The second result was that I felt ready to run a game of V&V for the guys at our local game club. This became a real learning experience for me and a true baptism of fire as a RPG gamemaster (GM). I’d run a few RPGs before, but never anything like this…

I don’t quite remember how it happened, but word somehow got around that we were about to run a comic-based RPG; apparently, a couple of the younger members were talking about it to friends at school and it became a “Cool! Can I come to your club?” thing. The next thing you know we had a pile of new (almost exclusively teenaged) club members for a grand total of just over a dozen players. This leads us directly to Rule #1 for running a superhero RPG: Never try to run a game for more than four players at a time.

It’s like a gypsy curse. If you’re running a game for a single player, it’s a sure-fire guarantee that he’ll roll up the fewest/worst/weakest powers imaginable: something like Plant Control coupled with Enhanced Charisma — making him/her the most charming florist in town who’s also able to give you a poison sumac rash or a bad case of hay fever. But if you run a campaign for five or more players, every danged one of them will end up with Flight and Power Blast, plus the ability to control a mega-powerful energy construct, plus have a sidekick/pet, plus a “multi-power” (like V&V’s “Animal powers”, which grants an additional 2-6 powers as a subset of the main power). Each character will be able to kick Superman’s ass and never break a sweat — and with pets/sidekicks thrown in, you’ll wind up with eight of ’em.

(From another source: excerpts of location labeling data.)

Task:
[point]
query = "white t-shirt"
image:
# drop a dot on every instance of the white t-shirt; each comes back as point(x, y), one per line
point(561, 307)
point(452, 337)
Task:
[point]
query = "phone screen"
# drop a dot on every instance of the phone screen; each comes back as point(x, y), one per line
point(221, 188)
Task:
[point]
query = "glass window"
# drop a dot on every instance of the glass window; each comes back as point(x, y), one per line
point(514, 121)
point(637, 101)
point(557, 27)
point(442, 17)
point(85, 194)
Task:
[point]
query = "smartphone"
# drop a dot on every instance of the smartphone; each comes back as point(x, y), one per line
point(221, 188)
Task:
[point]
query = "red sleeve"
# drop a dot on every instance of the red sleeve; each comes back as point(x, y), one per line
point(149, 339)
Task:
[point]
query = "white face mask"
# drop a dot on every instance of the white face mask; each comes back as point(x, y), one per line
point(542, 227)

We had a group of over a dozen players; what do you think happened? Yep, you guessed it — one guy rolled the ability to make and control a massively powerful energy creature (like the one from Forbidden Planet), a couple of other players got pets or sidekicks, and at least two got “Animal Powers” (one of whom rolled eight powers to begin with, rolled a six for his extra animal powers, and opted not to lose his Weakness, so he wound up with a dozen powers). The end result wasn’t anything like the Justice League, the Avengers, etc.; it was a metahuman army (more like a “mob”, really). Now picture what it was like trying to come up with a challenging scenario for them each session. It was essentially “The Galactus of the Week” Club. That’s why you never try to run a superhero RPG for more than four players — any more than four and the team essentially becomes unbeatable.

After everyone rolled up their characters (which took one entire play session — and we picked up a couple more players the following week by “word of mouth”, who then ate up another half-hour of Week Two to get them set up with characters. After this we had to completely close the club to new members), it was time for everyone to name their characters and devise origins for them. This leads us to two more Rules of Superhero Role Playing Gaming:

Rule #2 — Anybody who says their character was bitten by a radioactive [fill in the blank] needs to be kicked someplace private and painful.

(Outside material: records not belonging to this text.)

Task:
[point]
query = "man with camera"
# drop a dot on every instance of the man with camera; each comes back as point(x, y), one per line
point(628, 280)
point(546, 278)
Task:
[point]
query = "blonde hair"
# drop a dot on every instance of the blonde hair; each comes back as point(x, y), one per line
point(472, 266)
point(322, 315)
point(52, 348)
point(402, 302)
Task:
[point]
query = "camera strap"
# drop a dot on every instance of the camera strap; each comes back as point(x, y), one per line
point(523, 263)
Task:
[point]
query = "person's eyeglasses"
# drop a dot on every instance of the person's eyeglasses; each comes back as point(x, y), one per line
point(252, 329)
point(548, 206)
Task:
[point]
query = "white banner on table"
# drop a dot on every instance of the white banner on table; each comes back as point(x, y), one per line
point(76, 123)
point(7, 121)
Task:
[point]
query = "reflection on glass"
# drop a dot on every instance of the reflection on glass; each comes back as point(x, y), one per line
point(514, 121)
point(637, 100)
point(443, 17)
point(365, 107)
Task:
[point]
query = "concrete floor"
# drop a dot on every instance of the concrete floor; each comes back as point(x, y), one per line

Rule #3 — If you don’t allow players to name themselves after their favorite comic character, they’ll just end-run you anyway.

You’ll recall that this was in late summer 1982. For those unfamiliar with comic history, this was the time when Marvel’s Wolverine was just breaking big. The end result was that we had a room full of heroes who had been bitten by an amazing assortment of radioactive mammals, and they all ended up bearing names of ferocious rodent-like creatures such as “Badger”, “Ferret”, “Mongoose”, “The Deranged Weasel”, “Really Pissed-Off Rabid Chipmunk with Herpes”, and on and on and on.

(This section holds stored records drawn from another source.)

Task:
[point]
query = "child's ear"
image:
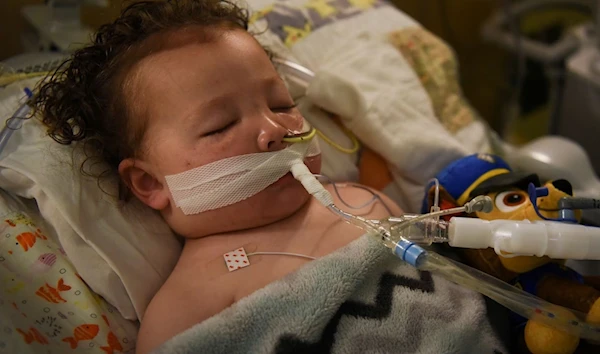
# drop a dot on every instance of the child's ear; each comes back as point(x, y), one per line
point(138, 176)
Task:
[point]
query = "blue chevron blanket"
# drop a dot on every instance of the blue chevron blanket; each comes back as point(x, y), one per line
point(359, 299)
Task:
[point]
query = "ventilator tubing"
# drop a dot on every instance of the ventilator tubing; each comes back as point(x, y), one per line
point(513, 298)
point(531, 238)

This excludes one player (one old enough to know better) who insisted that his character be named Phoenix, “I don’t care if the name’s already taken, if you don’t let me have this name I’m gonna be really pissed, blah blah blah,” and then did everything in his power to completely derail this campaign anyway (as well as several othergames I subsequently GM’d) in a fit of pique because the games I ran were becoming more popular than the ones he gamemastered. (It became a pattern with this guy, whose GMing skills didn’t go much farther than creating standard dungeon crawls packed full of very standard groaners such as the dungeon’s music room complete with Orc-estra, or the town whose cleric was an Elven bishop — you know, “nerd humor”. So in my games he’d just sulk anytime there wasn’t a battle going on: “Wake me up when the action starts”, etc.)

Bear in mind that every single player in this game, save two, was a teenager, and we’ve already discussed one “adult” who was acting very like a sulky teen. And every player had pretty much already decided not to play by standard comic book conventions — Wolverine was da man, and by God they were all going to act just like him. This meant that costumed villains would end up dead, dead, dead, and jaywalkers and litterbugs would (at a minimum) wind up in a body cast or permanently disfigured. Looking back, I can see why Alan Moore’s and Frank Miller’s mid-80’s work were essentially inevitable — even though mainstream publishers hadn’t yet moved heavily in the direction of “dark” comics, characters like Wolverine and (later) the Punisher scrawled the handwriting on the wall — in big, blood-soaked letters.

While I’m thinking about it, I’ll pitch you another rule (which tends to apply to RPGing as a whole) out there for your consideration:

Rule #4 — The player with the most powerful character will invariably be the biggest whiner in the group.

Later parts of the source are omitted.